Now, these channels aren't really "live," in that they're offering brand new content or live sports events as they unfold (though you can pay for extras that do, such as sports, cultural apps, etc.). Rather, they're 24/7 streaming of older content – kind of like a video time machine. And you do have to sit through commercials and/or promos, which is the price for getting the content "free".

I don't mind this, as it's better than having to pay for cable or satellite and still having to sit through commercials.

The Roku channel isn't the only streamer that does this, of course. Pluto TV, Plex and others do as well, and though there's a lot of duplication there's also a great variety of programming. For example, if you don't want to see what's streaming right now on The Roku Channel's Top Gear, you can go to Pluto TV (or Tubi, or Plex…) and choose a different one. Sometimes, depending on the app, you can even bring up a menu of "all episodes" and pick and choose as your mood dictates.
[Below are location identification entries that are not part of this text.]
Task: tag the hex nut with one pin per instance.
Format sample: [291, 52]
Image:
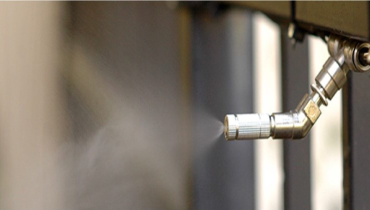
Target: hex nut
[312, 111]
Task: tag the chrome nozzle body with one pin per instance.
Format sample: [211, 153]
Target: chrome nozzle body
[295, 124]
It's great. In fact, I can't remember the last time I actually sought out "broadcast" TV other than for live sports. Heck, I watched last month's Barrett-Jackson classic car auction from Scottsdale, Arizona, via the Roku. Since it appears no Canadian broadcast outlet can be bothered offering its audiences this popular auction, I simply tuned into Barrett-Jackson's website on my spare iPad, then cast it to – my Roku!

This gave me full screen, high-definition footage of the entire auction, even more coverage than the U.S. networks provide. I did miss the networks' "expert commentary" on each vehicle because the guys doing it are bloody encyclopedic in their knowledge. Instead, we got the raw video feed and the only car info was from the auction stand.

But it was there, I could watch it and I could not only thumb my nose at the lazy and greedy Canadian broadcasters, I could also thumb my nose at the CRTC, since I was using the Internet and not a broadcast outlet.

I call that a win/win!

Roku seems to add more content just about every time I fire one of my devices up. As with Sturgeon's Law, however ("ninety percent of everything is crap" – attributed to sci-fi author Theordore Sturgeon), there's a lot that I don't care about.

But you might like some of it – and there's usually something new that appeals to me as well. Which means the service just gets better and better!